Rodgers got the idea for the software when, at a management meeting, exasperated by the lateness of some vice presidents in submitting quarterly performance reviews for the employees in their units, he yelled, "What do you people want me to do? Cut off your paychecks until your managers do their reviews?" A light bulb went off. Rodgers stopped the meeting, summoned the human resources director, and issued the fateful instructions to take effect in two weeks' time. One of the eventual victims was a Cypress founder, who immediately came to the boss to object that he had tuition and mortgage payments to meet. "You won't get another paycheck until your manager does his reviews," Rodgers replied. "I'm prepared to watch your kid drop out of school and your house be auctioned off on the courthouse steps." Rodgers adds: "For effect, I followed my macho tirade with my best impression of the vacant glare of a crazed killer, Robert De Niro style." Two days later the reviews were in and the vice president got his paycheck.
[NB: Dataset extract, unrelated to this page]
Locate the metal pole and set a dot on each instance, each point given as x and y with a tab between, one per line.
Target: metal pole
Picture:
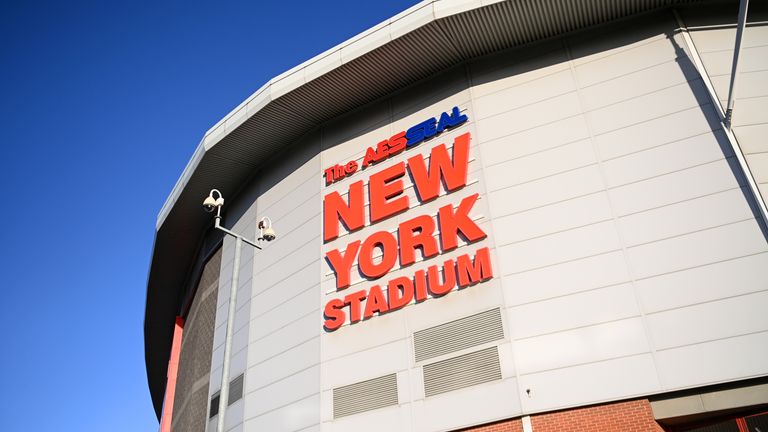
224	392
735	68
The book exudes Rodgers's combative style at every turn. The cover features an extreme close-up portrait from which he glares balefully at the prospective reader. Inside, the book reproduces a memo in which the CEO takes two line managers to task for trying to shift responsibility for a shared problem onto one another and denounces the data and arguments they used as "bullshit." Another memo, entitled, "FOLLOWING THE RULES—THIS MEANS YOU," begins, "I was very disappointed today to find out that—once again—you deliberately violated a Cypress specification." A third memo to the managers of one of the company's "fabs" (factories) notes that their billing practices ranked last in a survey of customer satisfaction and tells them to remedy the situation. "I do not view the solution to this problem as a 'program' in which you use 'kaizen' to reduce the defect level over time," the memo concludes. "I view this problem as a 'slam-dunk, kick-some-ass, get-it-done-now problem.' The next billing should be perfect. Thank you in advance for your cooperation."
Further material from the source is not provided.